Dyslexic Sufferers Test Screen Dislecksia Doc

It's not just the director, Emmy winner Harvey Hubbell V, who is dyslexic. For the comic documentary Dislecksia: The Movie, he was joined by a dyslexic co-writer (Jeremy Brecher) and several other dyslexic crew members.

The film, intended for 2012 release, test screens tomorrow in Harrisburg, Pennsylvania after similar recent showings in Gainesville, Tallahassee, Princeton, and Ocean City, New Jersey. The humor of the film notwithstanding, Hubbell's struggles with the learning disability were quite monumental, partly because they started back in the 1960s, long before today's greater awareness of the condition and variety of treatment options.



From Hubbell's Director's Statement:

Years later, it became apparent to me that I was born at the wrong time to get help with dyslexia in school. It wasn’t until 1975, a few years before I graduated from high school, that the first laws were passed to identify students with learning disabilities and to support their rights to education. It was too late for me. At sixteen years old I was already considered damaged goods...

In 2003, my crew and I decided it was time to make a film about dyslexia and show how things had changed since I was in grade school.
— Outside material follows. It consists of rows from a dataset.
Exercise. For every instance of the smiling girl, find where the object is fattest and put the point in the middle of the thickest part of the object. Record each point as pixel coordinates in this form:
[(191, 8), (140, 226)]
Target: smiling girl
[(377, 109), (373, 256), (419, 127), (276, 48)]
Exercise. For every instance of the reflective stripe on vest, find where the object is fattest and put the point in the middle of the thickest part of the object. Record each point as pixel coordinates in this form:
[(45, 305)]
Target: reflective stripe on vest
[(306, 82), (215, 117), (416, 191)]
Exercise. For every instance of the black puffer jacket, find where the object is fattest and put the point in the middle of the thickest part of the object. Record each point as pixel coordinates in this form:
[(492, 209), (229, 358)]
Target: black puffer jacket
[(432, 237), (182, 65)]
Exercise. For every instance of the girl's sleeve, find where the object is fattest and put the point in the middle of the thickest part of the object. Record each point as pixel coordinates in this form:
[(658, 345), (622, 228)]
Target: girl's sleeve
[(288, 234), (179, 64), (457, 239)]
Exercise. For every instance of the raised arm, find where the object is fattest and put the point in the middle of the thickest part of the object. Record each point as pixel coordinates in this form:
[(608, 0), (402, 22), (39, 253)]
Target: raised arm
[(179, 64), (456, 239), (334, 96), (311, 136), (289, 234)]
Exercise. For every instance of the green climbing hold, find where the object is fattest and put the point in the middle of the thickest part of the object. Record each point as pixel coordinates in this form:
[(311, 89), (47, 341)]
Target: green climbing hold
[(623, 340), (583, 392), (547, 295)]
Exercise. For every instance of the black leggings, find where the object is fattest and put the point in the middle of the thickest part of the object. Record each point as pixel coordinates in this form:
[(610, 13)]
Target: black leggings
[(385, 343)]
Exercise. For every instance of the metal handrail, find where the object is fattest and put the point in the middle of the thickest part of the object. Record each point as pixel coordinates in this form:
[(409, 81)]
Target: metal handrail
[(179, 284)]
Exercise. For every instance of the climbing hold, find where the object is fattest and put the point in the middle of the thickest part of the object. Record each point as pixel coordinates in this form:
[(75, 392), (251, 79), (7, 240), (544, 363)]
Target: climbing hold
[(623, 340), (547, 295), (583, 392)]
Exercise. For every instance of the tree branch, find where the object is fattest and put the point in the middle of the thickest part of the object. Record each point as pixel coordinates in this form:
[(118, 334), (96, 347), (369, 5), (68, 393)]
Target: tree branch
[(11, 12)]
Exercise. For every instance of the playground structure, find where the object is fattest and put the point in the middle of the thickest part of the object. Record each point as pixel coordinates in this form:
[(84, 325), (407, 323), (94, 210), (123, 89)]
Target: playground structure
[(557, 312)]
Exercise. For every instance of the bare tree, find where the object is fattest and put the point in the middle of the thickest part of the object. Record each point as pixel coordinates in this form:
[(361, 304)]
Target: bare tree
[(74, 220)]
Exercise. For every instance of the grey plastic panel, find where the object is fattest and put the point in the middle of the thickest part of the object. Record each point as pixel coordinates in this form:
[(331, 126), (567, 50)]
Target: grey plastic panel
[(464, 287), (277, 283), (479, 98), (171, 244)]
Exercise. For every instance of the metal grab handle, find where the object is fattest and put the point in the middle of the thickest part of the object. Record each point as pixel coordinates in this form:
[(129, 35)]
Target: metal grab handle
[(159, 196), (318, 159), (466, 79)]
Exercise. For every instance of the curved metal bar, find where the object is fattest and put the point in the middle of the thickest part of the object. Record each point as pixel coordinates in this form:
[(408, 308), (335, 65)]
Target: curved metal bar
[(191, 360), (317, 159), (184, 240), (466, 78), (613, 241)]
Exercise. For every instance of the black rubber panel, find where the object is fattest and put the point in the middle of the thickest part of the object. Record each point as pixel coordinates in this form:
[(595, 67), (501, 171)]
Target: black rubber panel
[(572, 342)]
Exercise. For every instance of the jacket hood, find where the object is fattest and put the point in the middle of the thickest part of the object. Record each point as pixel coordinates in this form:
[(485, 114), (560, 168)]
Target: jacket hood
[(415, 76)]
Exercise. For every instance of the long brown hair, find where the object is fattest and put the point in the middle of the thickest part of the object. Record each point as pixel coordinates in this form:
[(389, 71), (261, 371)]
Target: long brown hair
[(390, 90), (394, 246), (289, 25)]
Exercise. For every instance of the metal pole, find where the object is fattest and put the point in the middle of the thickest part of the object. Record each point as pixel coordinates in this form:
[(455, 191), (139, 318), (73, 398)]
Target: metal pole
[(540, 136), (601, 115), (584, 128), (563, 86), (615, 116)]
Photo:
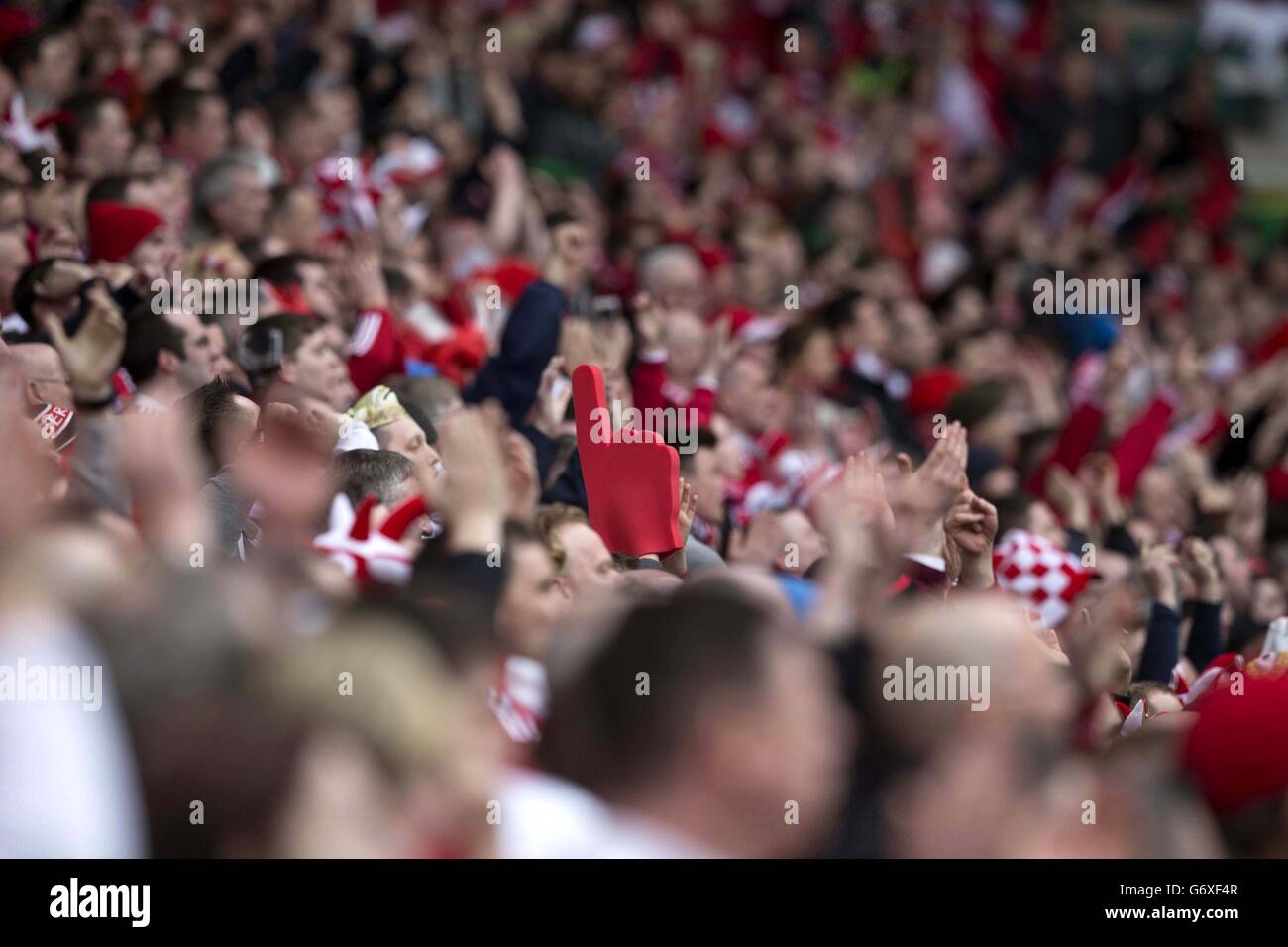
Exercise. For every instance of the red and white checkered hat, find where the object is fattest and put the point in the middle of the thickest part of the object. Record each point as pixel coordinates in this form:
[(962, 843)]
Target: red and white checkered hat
[(1043, 577)]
We were anxious to get answers to all of the questions swirling through my head. What are educators doing today? How do students with dyslexia get treated in school now? Since nearly one in seven students has a form of dyslexia, teachers must have new ways of teaching, and the world must be a better place…right?

The editor and other co-writer on the project, Eric Gardner, is a longtime member of the team that puts together the CBS reality TV show Survivor. Though the documentary's approach is humorous, the message is serious, and is one Hubbell has been working on painstakingly for years now. Rough early footage was screened at the 2009 Philadelphia Independent Film Festival.

Hubbell co-produced the project with his wife Andie Haas, an Emmy Award winning documentary filmmaker in her own right. Among the advisors for Dislecksia were veteran producer Hunt Lowry, Will Baker, founder of the Dyslexia Foundation, and Kenneth Pugh Ph.D., senior scientists at Yale University's Haskins Lab.